Friday, March 14, 2008 8:29:52 AM

Post# of 3310
From the 8K filed on Edgar March 6th

Item 3.02. Unregistered Sales of Equity Securities

On February 29, 2008, we issued shares of our common stock to certain individuals and entities listed below pursuant to the terms of the Share Exchange Agreement entered into on November 19, 2007. Specifically, we issued a total of 44,751,046 shares of common stock to certain entities as follows:

Shareholder

Number of Shares
Chairman Chen Minhua

18,525,131 shares
Fan Yanling

18,525,131 shares
Extra Profit International Limited

2,038,442 shares
Luck Glory International Limited

2,038,442 shares
Zhang Xinchen

1,811,950 shares
E-Tech International, Inc.

1,811,950 shares

These shares were issued in reliance on the exemption under Section 4(2) of the Securities Act of 1933, as amended (the ‘Act’). These shares of our Common Stock qualified for exemption under Section 4(2) of the Securities Act of 1933 since the issuance shares by us did not involve a public offering. The offering was not a ‘public offering’ as defined in Section 4(2) due to the insubstantial number of persons involved in the deal, size of the offering, manner of the offering and number of shares offered. We did not undertake an offering in which we sold a high number of shares to a high number of investors. In addition, these shareholders had the necessary investment intent as required by Section 4(2) since they agreed to and received share certificates bearing a legend stating that such shares are restricted pursuant to Rule 144 of the 1933 Securities Act. This restriction ensures that these shares would not be immediately redistributed into the market and therefore not be part of a ‘public offering.’ Based on an analysis of the above factors, we have met the requirements to qualify for exemption under Section 4(2) of the Securities Act of 1933 for this transaction.

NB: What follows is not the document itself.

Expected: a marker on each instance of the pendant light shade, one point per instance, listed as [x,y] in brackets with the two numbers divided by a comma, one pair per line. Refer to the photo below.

Item 5.03. Amendment to Articles of Incorporation

On November 28, 2007, we filed with the Secretary of State for the State of Delaware a Certificate of Amendment to our Certificate of Incorporation changing our name to “China Yida Holding, Co.” (the “Name Change”). The name change was declared effective on the open of business on February 28, 2008.

Item 8.01. Other Events

Effective as of February 28, 2008, the one-for-ten reverse stock split of our issued and outstanding common stock was declared effective (the “Reverse Stock Split”). Pursuant to the Reverse Stock Split, each ten shares of our issued and outstanding common stock will be reclassified and combined into one share of our common stock. The number of shares of our authorized common stock shall remain at 100 million shares, without any change in par value per common share. Additional information about the reverse stock split is available in our definitive information statement filed with the Securities and Exchange Commission on February 7, 2008.

Pursuant to the Name Change and Reverse Stock Split, effective as of February 28, 2008, our stock trading symbol has changed from IAVA to CYID.